I should subtitle this : "But Not For Pre-K's - Among Other Things."
Specifically the Board okayed the following legislation changing the transportation Code:
1. Creates a ramp taxi enforcement program to hold ramp taxi medallion holders responsible to
ensure all drivers of the vehicle are qualified, and to require service to at least eight wheelchair users per month, with a $150 penalty for non-compliance, and provision for 90-day suspension for repeated violations;
2. Eliminates six month notice requirement for leaving the ramp taxi program;
3. Waives application and renewal fees for two battery-switch electric vehicle permits;
4. Creates documentation requirements for applications to transfer a color scheme permit;
5. Eliminates mandatory December 31 permit expiration date for permits;
6. Eliminates the financial responsibility inquiry for driver and medallion permit applicants;
7. Eliminates jitney bus provisions left over from the Police Code; and
8. Re-opens the opportunity to sell medallions to individuals subject to the full-time driving
requirement who attain the age of 65 or older as of December 31, 2011, or who have a disability that prevents them from fulfilling the full-time driving requirement, clarifies that a medallion purchaser may sell regardless of age or disability, and that a medallion seller can be removed from the list of qualified sellers if they decline to sell their medallion within 15 days after an offer is made.
The item that interested most people was number 8. Since the legislation only opens sales to "individuals subject to the full-time driving requirement ... or who have a disability ..." it excludes all Pre-K medallion holders. Twenty or so of the Pre-K's (along with several K's) spoke to the unfairness of the measure. My favorite was the Pre-K who concluded by saying, "Why don't they just gas us?"
Indeed, why not? The poor dude would only get $3,000 a month for the rest of the his life, a figure that would warm the hearts of most people - except, of course, those who work for the MTA.

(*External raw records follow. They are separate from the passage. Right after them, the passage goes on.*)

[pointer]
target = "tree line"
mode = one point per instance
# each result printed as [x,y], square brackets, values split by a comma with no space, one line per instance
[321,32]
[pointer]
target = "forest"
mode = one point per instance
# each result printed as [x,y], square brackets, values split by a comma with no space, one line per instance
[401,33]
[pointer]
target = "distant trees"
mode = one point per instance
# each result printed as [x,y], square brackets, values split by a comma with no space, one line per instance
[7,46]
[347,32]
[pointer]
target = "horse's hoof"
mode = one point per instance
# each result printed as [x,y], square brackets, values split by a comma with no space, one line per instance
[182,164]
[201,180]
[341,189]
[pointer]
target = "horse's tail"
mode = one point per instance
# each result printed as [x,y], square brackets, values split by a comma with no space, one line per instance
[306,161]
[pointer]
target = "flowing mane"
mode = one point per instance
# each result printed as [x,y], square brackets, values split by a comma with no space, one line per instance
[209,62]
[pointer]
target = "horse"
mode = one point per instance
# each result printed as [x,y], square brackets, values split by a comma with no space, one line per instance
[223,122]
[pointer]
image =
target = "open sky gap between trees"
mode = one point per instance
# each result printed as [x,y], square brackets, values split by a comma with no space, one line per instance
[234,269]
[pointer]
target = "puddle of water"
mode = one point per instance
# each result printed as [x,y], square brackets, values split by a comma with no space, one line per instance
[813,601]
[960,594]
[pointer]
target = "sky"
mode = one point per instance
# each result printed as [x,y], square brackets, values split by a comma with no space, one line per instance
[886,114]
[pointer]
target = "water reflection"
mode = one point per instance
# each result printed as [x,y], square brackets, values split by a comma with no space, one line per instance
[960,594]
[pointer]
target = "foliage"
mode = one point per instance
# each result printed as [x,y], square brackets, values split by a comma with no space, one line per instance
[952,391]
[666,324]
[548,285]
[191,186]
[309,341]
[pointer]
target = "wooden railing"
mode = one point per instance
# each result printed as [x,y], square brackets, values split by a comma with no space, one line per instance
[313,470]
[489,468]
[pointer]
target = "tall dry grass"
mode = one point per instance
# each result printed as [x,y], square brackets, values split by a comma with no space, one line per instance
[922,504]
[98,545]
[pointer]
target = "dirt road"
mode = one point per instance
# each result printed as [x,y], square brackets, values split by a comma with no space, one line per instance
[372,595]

Please excuse the levity. Watching one Pre-K after another obsess about the injustice of their fates has been one of the more amazing aspects of the entire Pilot Plan process. These guys have made between $800,000 and $1,000,000 off a $10,000 or $20,000 investment and, as near as I can tell, they haven't stopped whining about it for thirty years.
Or, as John Milton put it in Paradise Lost,
"The mind is its own place, and in itself can make a heaven of hell, a hell of heaven."
On the other hand, there was no separation between the K's and Pre-K's in the Pilot Plan and no warning was given that something like this might happen. If there had been a warning, most of the Pre-k medallions would have already have been sold.
The legislation on this particular matter lasts only until the end of the Pilot Plan and is designed to keep medallion sales going until a final plan is adopted. Otherwise I probably would have been against the measure.
Barry Korengold felt no such compunction and favored the legislation because he thought that it would give earned medallions to drivers on the Waiting List.
The MTA was divided on the issue and wanted to know Deputy Director Christiane Hayashi's reasoning.